Before searching for evidence, therefore, we developed a conceptual model of how diversity might lead to improved health outcomes (Figure 2). We derived this model from existing frameworks outlining the rationale for health professions diversity,(3, 4, 10-14) and through discussion with experts in the field. It is important to note that some arguments around diversity focus on the effects of a diverse student body on the quality of health professions education. Our framework does not include this potential effect of student body diversity on education but rather focuses on the effects of workforce diversity on public health. We posit four separate pathways through which diversity in the health care workforce might affect health outcomes:

  • Service patterns. Greater diversity among health professionals may lead to greater diversity in the geographic locations where health professionals practice and in the populations they serve. Specifically, health professionals from racial and ethnic minority and socioeconomically disadvantaged backgrounds may be more likely than others to serve racial and ethnic minority and socioeconomically disadvantaged populations, who represent a disproportionately large segment of the Nation’s medically underserved. If this were the case, greater health professions diversity would increase access to health care services for underserved populations, which would in turn lead to improved health outcomes.(15-17)

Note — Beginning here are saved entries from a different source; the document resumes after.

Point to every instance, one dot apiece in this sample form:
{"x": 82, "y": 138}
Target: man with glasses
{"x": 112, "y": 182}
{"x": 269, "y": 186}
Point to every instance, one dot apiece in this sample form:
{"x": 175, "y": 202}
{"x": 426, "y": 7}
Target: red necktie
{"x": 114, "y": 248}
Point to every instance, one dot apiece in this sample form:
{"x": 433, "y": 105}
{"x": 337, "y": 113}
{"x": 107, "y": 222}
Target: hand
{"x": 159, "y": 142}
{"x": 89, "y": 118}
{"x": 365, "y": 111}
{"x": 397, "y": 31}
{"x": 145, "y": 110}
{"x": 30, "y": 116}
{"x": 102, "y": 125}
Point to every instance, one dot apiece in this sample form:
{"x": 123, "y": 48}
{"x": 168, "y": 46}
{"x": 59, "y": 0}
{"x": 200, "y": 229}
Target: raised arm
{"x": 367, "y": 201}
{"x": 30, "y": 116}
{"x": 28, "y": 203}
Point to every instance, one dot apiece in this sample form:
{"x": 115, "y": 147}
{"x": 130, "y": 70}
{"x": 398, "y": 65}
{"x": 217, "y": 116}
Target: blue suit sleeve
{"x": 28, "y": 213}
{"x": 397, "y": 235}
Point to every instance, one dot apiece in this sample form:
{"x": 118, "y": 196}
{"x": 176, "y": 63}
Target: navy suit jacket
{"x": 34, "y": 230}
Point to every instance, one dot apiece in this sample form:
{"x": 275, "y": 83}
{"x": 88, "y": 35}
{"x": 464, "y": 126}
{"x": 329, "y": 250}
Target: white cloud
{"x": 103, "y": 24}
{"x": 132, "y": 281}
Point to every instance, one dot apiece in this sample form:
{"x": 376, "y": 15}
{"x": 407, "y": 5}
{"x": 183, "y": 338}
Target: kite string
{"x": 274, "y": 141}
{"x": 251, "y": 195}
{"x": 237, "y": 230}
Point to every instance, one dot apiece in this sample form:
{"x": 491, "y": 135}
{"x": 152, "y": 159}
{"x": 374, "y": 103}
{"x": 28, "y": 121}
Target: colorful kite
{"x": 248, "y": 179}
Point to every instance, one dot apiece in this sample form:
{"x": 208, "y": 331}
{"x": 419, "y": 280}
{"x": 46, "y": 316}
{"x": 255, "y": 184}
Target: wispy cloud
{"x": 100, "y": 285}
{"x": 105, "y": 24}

  • Racial, ethnic, and language concordance. Increasing the number of racial and ethnic minority health professionals would provide greater opportunity for minority patients to see a practitioner from their own racial or ethnic group, or for patients with limited English proficiency, to see a practitioner who speaks their primary language. Racial, ethnic, and language concordance may improve the quality of communication, comfort level, or trust in patient-practitioner relationships and thereby improve partnership and decision making. This may in turn increase adherence to effective programs or regimens, ultimately resulting in improved health outcomes.
  • Trust in the health care delivery system. Greater diversity in the health care workforce might increase trust in the health care delivery system. Racial and ethnic minority patients, in particular, may distrust health systems and institutions that are managed and staffed by predominantly White health professionals, due to historical segregation and discrimination. If this were the case, increasing diversity might increase minority populations’ trust, and in turn, their propensity to use services at those systems and institutions. This hypothesis is similar to the concordance hypothesis articulated above, though at a system or institutional rather than interpersonal level.
  • Professional advocacy. Greater diversity among health professionals may broaden the priorities of the health care delivery system. Specifically, health professionals from racial and ethnic minority and socioeconomically disadvantaged backgrounds may be more likely than others to advocate for and implement policies and programs to improve health care for disadvantaged populations. These programs and policies might expand access to health services or improve quality in the delivery of those services. They may also result in greater emphasis and resources devoted to research, advocacy, or service in areas relevant to minority and other disadvantaged populations. Increased access, quality, and attention to issues relevant to minority and other disadvantaged populations would be expected to improve health outcomes for those populations.